2. The execution and delivery of the Transaction Documents by Company does not, and Company’s performance of its obligations thereunder will not (a) violate in any material respect any United States federal or New York state law, rule or regulation, or judgment, order or decree of any New York state or United States federal court or governmental or administrative authority, in each case that, to our knowledge, is applicable to Company or its properties or assets and which could have a material adverse effect on Company’s business, properties, assets, financial condition or results of operations or prevent the performance by Company of any material obligation under the Agreement, or (b) to our knowledge, require the authorization, consent, approval of or other action of, notice to or filing or qualification with, any New York state or United States federal governmental authority, except (i) as have been, or will be prior to the Closing, duly obtained or made, or (ii) to the extent failure to be so obtained or made would not have a material adverse effect on Company or its ability to consummate the transactions contemplated under the Agreement.
3. Company is not, and immediately after the consummation of the transactions contemplated by the Agreement will not be, an investment company within the meaning of U.S. Investment Company Act of 1940, as amended.
4. Assuming the accuracy of the representations of Subscriber contained in the Agreement, it is not necessary in connection with the offer and sale of the Preference Shares by the Company, in the manner contemplated by the Agreement, to register the Preference Shares under the U.S. Securities Act of 1933, as amended (the "Act").
5. Upon conversion of any Preference Shares into Common Shares after Subscriber has fully paid and held such Preference Shares for a period of at least 40 days and assuming the accuracy of the representations of Subscriber contained in the Agreement at the time of such conversion, the Common Shares may be issued without a restrictive legend under the Act, and will be eligible for immediate resale.
Exhibit 6
Form of Officer’s Closing Certificate
March 4, 2014
The undersigned hereby certifies that:
The undersigned is the duly appointed Chief Executive Officer of NewLead Holdings Ltd., a Bermuda company (“Company”).
This Officer’s Closing Certificate (“Certificate”) is being delivered to Ironridge Global IV, Ltd., a British Virgin Islands business company (“Subscriber”), by Company, to fulfill the requirement under the Share Subscription Agreement, dated as of March 4, 2014, between Subscriber and Company (“Agreement”).

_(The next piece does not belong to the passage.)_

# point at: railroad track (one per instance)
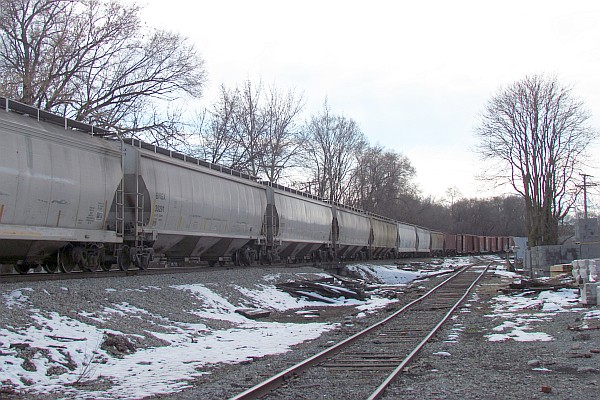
(158, 269)
(365, 364)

Terms used and not defined in this Certificate have the meanings set forth in the Agreement.
The representations and warranties of Company set forth in the Agreement are true and correct in all material respects as if made on the above date (except for any representations and warranties that are expressly made as of a particular date, in which case such representations and warranties will be true and correct as of such particular date), and no default has occurred under the Agreement, or any other agreement with Subscriber or any Affiliate of Subscriber.
Company is not, and will not be as a result of the applicable Closing, in default of the Agreement, any other agreement with Subscriber or any Affiliate of Subscriber.
All of the conditions to the Closing required to be satisfied by Company prior to such Closing have been satisfied in their entirety.
IN WITNESS WHEREOF, the undersigned has executed this Officer’s Closing Certificate as of the date set forth above.
Signed: | ||
Name: | ||
Title: |
Exhibit 7
Form of Secretary’s Certificate
March 4, 2014
The undersigned hereby certifies that:
The undersigned is the duly appointed Secretary of NewLead Holdings Ltd., a Bermuda company (the “Company”).
This Secretary’s Certificate (“Certificate”) is being delivered to Ironridge Global IV, Ltd., a British Virgin Islands business company (“Subscriber”), by Company, to fulfill the requirement under the Share Subscription Agreement, dated as of March 4, 2014, between Subscriber and Company (“Agreement”). Terms used and not defined in this Certificate have the meanings set forth in the Agreement.
Attached hereto as Exhibit “A” is a true, correct and complete copy of the Certificate of Incorporation and the Memorandum of Association of Company, as in effect on the Effective Date.
Attached hereto as Exhibit “B” is a true, correct and complete copy of the Bye-laws of Company, as in effect on the Effective Date.
Attached hereto as Exhibit “C” is a true, correct and complete copy of the resolutions of the Board of Directors of Company authorizing the Agreement, the Transaction Documents, and the transactions contemplated thereby. Such resolutions have not been amended or rescinded and remain in full force and effect as of the date hereof.
IN WITNESS WHEREOF, the undersigned has executed this Secretary’s Certificate as of the date set forth above.